R. — Quantos estarão agora no 5.º ano?
T. — Poucos. Sei lá, filhos de trabalhadores devem ser uns vinte.
T. — Aqui é necessário frisar que os trabalhadores que têm os filhos a estudar não vivem exclusivamente do seu salário da empresa.
T. — Exactamente, têm uma ocupação extra e é dos ganhos dessa ocupação que lhes permite dar educação aos filhos. De contrário, era impossível.
R. — Portanto, o nível de salários é tão baixo que obriga os trabalhadores a várias horas de trabalho para além das oito normais, se quiserem dar aos filhos um nível de instrução para além da escolaridade primária?
T. — Exactamente. Podemos citar, por exemplo, o caso dos trabalhadores que moram na praia: para além do trabalho na empresa, no período que vai de Maio a Setembro dedicam-se à faina da pesca, depois das suas horas de trabalho. Há épocas em que de facto essa pesca dá pouco, mas há anos em que ganham mais qualquer coisa, cujo ganho já lhes vai compensar para terem uma vida mais equilibrada, porque caso contrário era muito difícil conseguir-se sobreviver.
T. — Há também aqueles que vão consumir as suas energias depois das 8 horas de trabalho a pegar na enxada e outros que têm outra actividade.
R. — Para além daqueles que podem trabalhar fora do tempo normal, há trabalhadores que, não só pelas suas condições de saúde como até por não terem possibilidade de se aplicarem noutra actividade, se limitam única e exclusivamente a viver do baixo salário?
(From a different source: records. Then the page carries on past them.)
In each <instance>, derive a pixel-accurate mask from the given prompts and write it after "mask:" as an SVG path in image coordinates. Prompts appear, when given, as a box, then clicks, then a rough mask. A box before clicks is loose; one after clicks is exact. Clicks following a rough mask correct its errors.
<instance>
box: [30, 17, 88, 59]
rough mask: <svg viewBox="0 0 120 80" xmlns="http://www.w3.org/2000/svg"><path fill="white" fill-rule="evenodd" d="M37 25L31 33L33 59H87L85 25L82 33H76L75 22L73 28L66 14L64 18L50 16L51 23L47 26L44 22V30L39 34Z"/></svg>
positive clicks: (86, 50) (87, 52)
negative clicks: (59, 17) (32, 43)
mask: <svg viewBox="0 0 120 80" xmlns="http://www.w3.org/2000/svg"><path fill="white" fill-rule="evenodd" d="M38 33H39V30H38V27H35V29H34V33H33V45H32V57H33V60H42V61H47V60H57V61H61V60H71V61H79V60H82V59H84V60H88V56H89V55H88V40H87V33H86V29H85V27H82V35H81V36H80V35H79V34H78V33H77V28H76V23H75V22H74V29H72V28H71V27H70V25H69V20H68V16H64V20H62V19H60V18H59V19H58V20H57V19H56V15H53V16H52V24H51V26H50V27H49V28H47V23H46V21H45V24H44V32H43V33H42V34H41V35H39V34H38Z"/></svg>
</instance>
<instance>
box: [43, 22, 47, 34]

T. — Há muitos. Mais de 50 % talvez.
T. — E alguns até com muitos filhos.
T. — Esses são, precisamente, aqueles cujos filhos assim que saem da escola obrigatória vão trabalhar na construção civil.
R. — Há ainda outros problemas que gostaríamos de abordar. Qual a repercussão que o acontecimento teve na zona da Marinha Grande?
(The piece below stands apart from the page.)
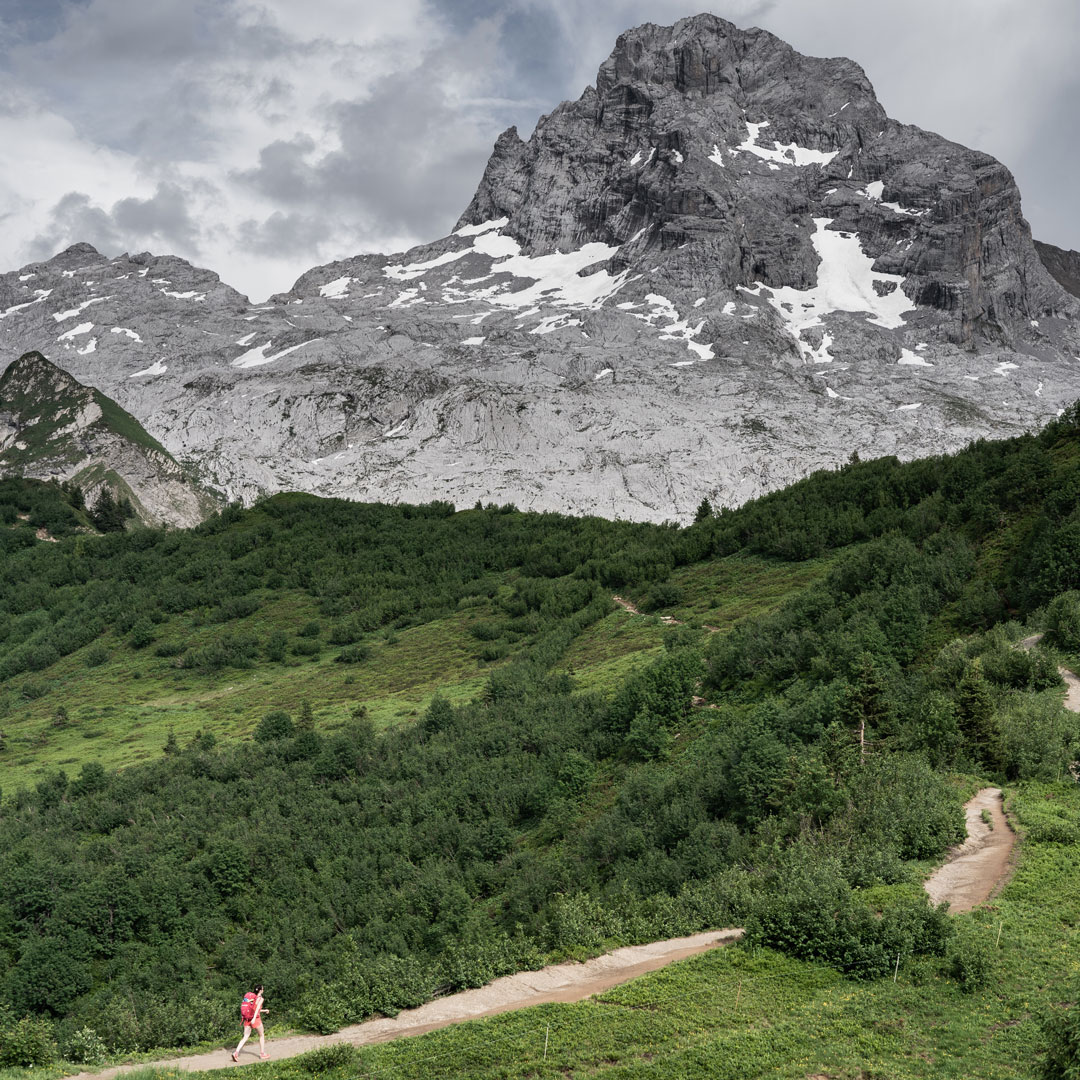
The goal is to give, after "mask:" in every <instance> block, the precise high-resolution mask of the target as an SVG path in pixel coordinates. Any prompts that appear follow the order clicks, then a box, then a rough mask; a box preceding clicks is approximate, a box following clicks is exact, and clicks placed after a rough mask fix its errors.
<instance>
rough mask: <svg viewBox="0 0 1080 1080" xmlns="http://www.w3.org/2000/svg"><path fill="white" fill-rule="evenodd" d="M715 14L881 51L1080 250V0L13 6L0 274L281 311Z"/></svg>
mask: <svg viewBox="0 0 1080 1080" xmlns="http://www.w3.org/2000/svg"><path fill="white" fill-rule="evenodd" d="M702 10H707V11H711V12H713V13H714V14H717V15H721V16H724V17H726V18H730V19H731V21H732V22H734V23H737V24H739V25H740V26H755V25H756V26H761V27H764V28H765V29H767V30H771V31H772V32H773V33H777V35H778V36H780V37H782V38H784V39H785V40H786V41H788V42H791V43H792V44H793V45H794V46H795V48H796V49H798V50H799V51H800V52H804V53H809V54H811V55H818V56H840V55H843V56H850V57H852V58H853V59H855V60H858V62H859V63H860V64H861V65H862V66H863V68H864V69H865V70H866V72H867V75H868V76H869V78H870V81H872V82H873V83H874V86H875V89H876V90H877V94H878V97H879V99H880V100H881V104H882V105H883V106H885V108H886V110H887V111H888V112H889V114H890V116H891V117H893V118H895V119H896V120H901V121H904V122H907V123H915V124H919V125H920V126H922V127H928V129H930V130H932V131H936V132H939V133H941V134H942V135H945V136H946V137H948V138H951V139H956V140H957V141H959V143H963V144H966V145H968V146H972V147H976V148H978V149H981V150H985V151H987V152H988V153H993V154H994V156H995V157H997V158H999V159H1000V160H1001V161H1003V162H1004V163H1005V164H1007V165H1008V166H1009V167H1010V168H1011V170H1012V171H1013V173H1014V175H1015V176H1016V179H1017V181H1018V184H1020V187H1021V191H1022V193H1023V197H1024V210H1025V214H1026V216H1027V219H1028V220H1029V221H1030V224H1031V228H1032V230H1034V232H1035V235H1036V237H1038V238H1039V239H1041V240H1047V241H1050V242H1051V243H1055V244H1058V245H1059V246H1063V247H1074V248H1080V208H1078V205H1077V200H1076V198H1075V197H1074V191H1075V190H1076V188H1077V177H1078V175H1080V139H1078V137H1077V116H1078V112H1080V65H1078V64H1077V59H1076V57H1077V55H1078V49H1080V3H1078V2H1077V0H1025V2H1021V0H905V2H904V3H903V4H901V3H890V4H886V3H883V2H880V0H877V2H868V0H721V2H714V3H711V4H702V3H701V2H700V0H699V2H697V3H688V2H687V0H679V2H672V0H302V2H301V0H0V147H2V148H3V149H2V152H0V271H3V270H13V269H15V268H17V267H21V266H23V265H25V264H26V262H29V261H31V260H35V259H41V258H48V257H50V256H51V255H54V254H55V253H56V252H58V251H62V249H63V248H64V247H66V246H68V245H69V244H71V243H75V242H76V241H80V240H84V241H87V242H90V243H92V244H94V246H95V247H97V248H98V249H99V251H102V252H105V253H106V254H109V255H114V254H119V253H120V252H123V251H130V252H138V251H145V249H149V251H151V252H153V253H156V254H173V255H180V256H183V257H184V258H187V259H190V260H191V261H193V262H197V264H199V265H201V266H206V267H210V268H211V269H213V270H216V271H217V272H218V273H219V274H220V275H221V278H222V279H224V280H225V281H227V282H228V283H229V284H231V285H234V286H235V287H237V288H239V289H241V292H244V293H247V294H248V295H249V296H251V297H252V298H253V299H262V298H265V297H266V296H267V295H269V294H270V293H272V292H276V291H283V289H286V288H288V287H289V286H291V285H292V283H293V282H294V281H295V279H296V278H297V276H299V274H300V273H302V272H303V271H305V270H307V269H308V268H310V267H312V266H315V265H318V264H321V262H327V261H330V260H332V259H336V258H342V257H346V256H349V255H354V254H357V253H360V252H372V251H388V252H389V251H401V249H404V248H405V247H408V246H410V245H411V244H415V243H419V242H422V241H429V240H434V239H436V238H438V237H442V235H445V234H446V233H447V232H448V231H449V229H450V227H451V225H453V222H454V221H455V219H456V218H457V216H458V215H459V214H460V213H461V211H462V210H463V208H464V207H465V205H467V204H468V202H469V200H470V198H471V195H472V193H473V190H474V189H475V187H476V184H477V181H478V180H480V177H481V174H482V172H483V168H484V164H485V162H486V160H487V156H488V153H489V151H490V148H491V145H492V143H494V141H495V138H496V136H497V135H498V134H499V132H501V131H502V130H504V129H505V127H509V126H510V125H511V124H516V125H517V127H518V131H519V132H521V134H522V135H523V137H527V136H528V134H529V133H530V132H531V130H532V127H534V125H535V123H536V120H537V118H538V117H539V116H540V114H541V113H544V112H549V111H551V109H552V108H554V106H555V105H557V104H558V103H559V102H561V100H563V99H565V98H571V97H578V96H579V95H580V94H581V91H582V90H583V89H584V86H585V84H586V83H591V82H592V81H593V80H594V79H595V75H596V69H597V67H598V66H599V64H600V63H602V60H603V59H604V58H605V57H606V56H607V54H608V53H609V52H610V51H611V48H612V45H613V44H615V39H616V37H617V36H618V35H619V32H620V31H622V30H624V29H626V28H629V27H631V26H636V25H638V24H640V23H646V22H652V23H662V24H669V23H673V22H675V21H676V19H678V18H680V17H683V16H685V15H691V14H697V13H698V12H699V11H702Z"/></svg>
T. — A repercussão foi principalmente um movimento de solidariedade na angariação de fundos. E houve uma fábrica metalúrgica que parou no dia cinco à tarde, até certo ponto em apoio aos colegas de Vieira mas aproveitaram e reivindicaram, mais dinheiro. E conquistaram, aliando uma coisa à outra, um aumento com efeito retroactivo a partir de Janeiro.
R. — Em que fábrica?
T. — Na fábrica Aníbal Abrantes. Mas houve uma outra, a fábrica Emídio Maria da Silva, que também parou. Isto já no dia 6.
R. — E para além disso...
T. — O movimento do povo não só na Vieira, mas da Marinha Grande foi intenso. Não só os metalúrgicos, mas todos os trabalhadores em geral, incluindo os vidreiros, colaboraram. Todo o povo colaborou na colheita de géneros alimentícios, géneros, de primeira necessidade e na angariação de fundos. Quer dizer foi uma coisa importante, houve comissões que, na Marinha Grande, andaram de porta em porta a pedir fundos para a Vieira e nunca me constou que alguma porta se tivesse fechado. O povo manifestou, de facto, a sua solidariedade até porque eles sabem bem que o metalúrgico da Vieira tem sido um trabalhador sacrificado, pelo menos os que trabalham no Tomé Féteira. Há famílias inteiras a trabalhar na fábrica e aquilo lembra tal e qual um regime feudal. É claro que as direcções do sindicato têm sido dominadas pelo sr. Tomé Féteira. A direcção actual trilhou um rumo diferente e não se deixa submeter a meras vontades de certas entidades patronais.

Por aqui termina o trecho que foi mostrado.